Friday, February 2, 2024

Everyone Is Looking For You, Jesus!

Dear Friends,

“Everyone is looking for you, Jesus!” In today’s gospel from Mark (Mk 1:29-39), in the early morning Simon Peter hunts down Jesus, eagerly looking to find Him after the whole town of Capernaum had been at Peter’s door the night before when Jesus had cured the sick and cast out demons, His first public healing service. When Peter finally found Jesus in a deserted place, praying, he said, “Everyone is looking for you!” Although everyone knows that it is Jesus who heals, Jesus chooses to heal others not solo but with his disciples present, telling Peter, “Let’s go to the nearby villages.”

Today, everyone is still looking for Jesus, whether they know it or not. Pope Benedict XVI put it this way: “We cannot keep to ourselves the words of eternal life given to us in our encounter with Jesus Christ: they are meant for everyone, for every man and woman. Everyone today, whether he or she knows it or not, needs this message. It is our responsibility to pass on what, by God’s grace, we ourselves have received.” [VERBUM DOMINI (The Word of the Lord), #91. 2010]. Just as Jesus wanted his disciples to accompany Him in His ministry of healing and proclamation of the gospel in Galilee, He also wants us to accompany Him in His work today by healing and proclaiming through us. And why is Jesus’ healing ministry and our involvement in it so important?

The answer lies in the deeper meaning we discover by discerning how the 1st reading (Jb 7:1-4, 6-7) connects to the gospel reading. Here we find Job—who represents every human person who suffers, ie, all of us—despondent in the midst of his suffering: “I shall not see happiness again.” (Job 7:7). But 12 chapters later Job proclaims, “I know that my Redeemer lives, and at last he will stand upon the earth.” (Job 19:25). Job, in his desire for healing prophetically, points hundreds of years later to Jesus in the gospel beginning his healing ministry in Capernaum. The deeper meaning of today’s readings, reflected in our Responsorial Psalm, is this: “(God) heals the brokenhearted and binds up their wounds. The LORD sustains the lowly. Praise the Lord, who heals the brokenhearted.” (Psalm 147).

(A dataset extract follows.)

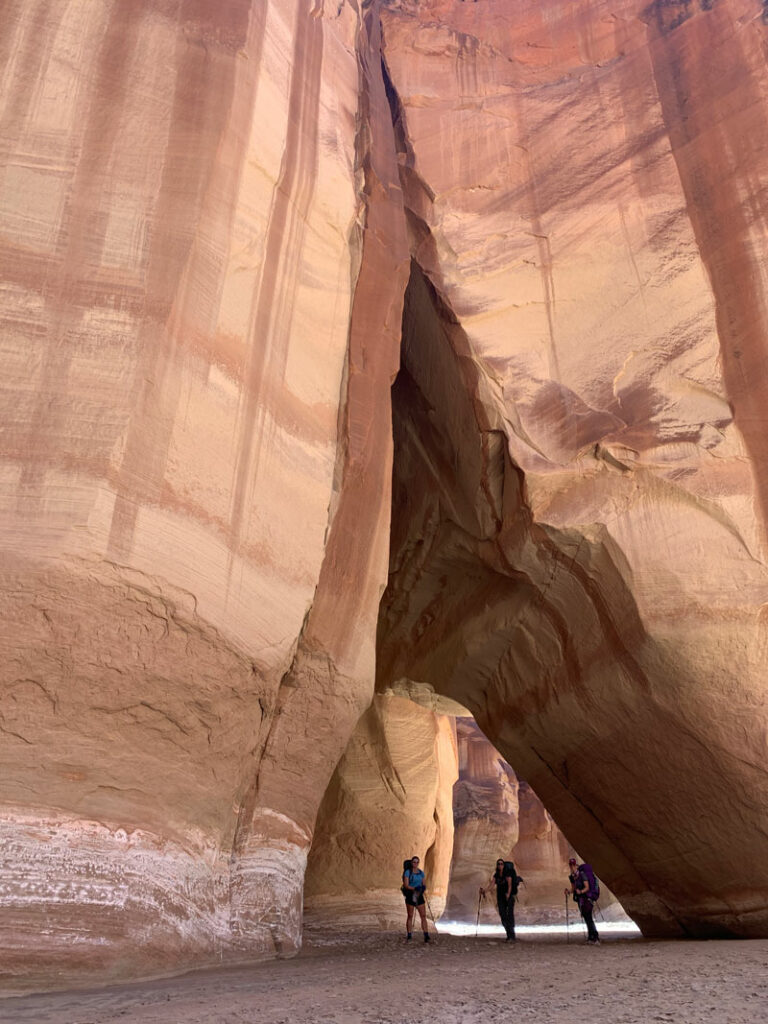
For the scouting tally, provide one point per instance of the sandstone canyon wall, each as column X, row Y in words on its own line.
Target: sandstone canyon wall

God ALWAYS brings good from suffering: “We know that in everything God works for good with those who love him.” (Romans 8:28). In these early weeks of Ordinary time, early in Jesus’ ministry, let us have the faith of Job, confident that Jesus heals and restores in His perfect timing. Our Redeemer lives and is present to us on earth in our trials and suffering—most directly in His sacraments, and also in the loving care of others, and when we seek Him in prayer.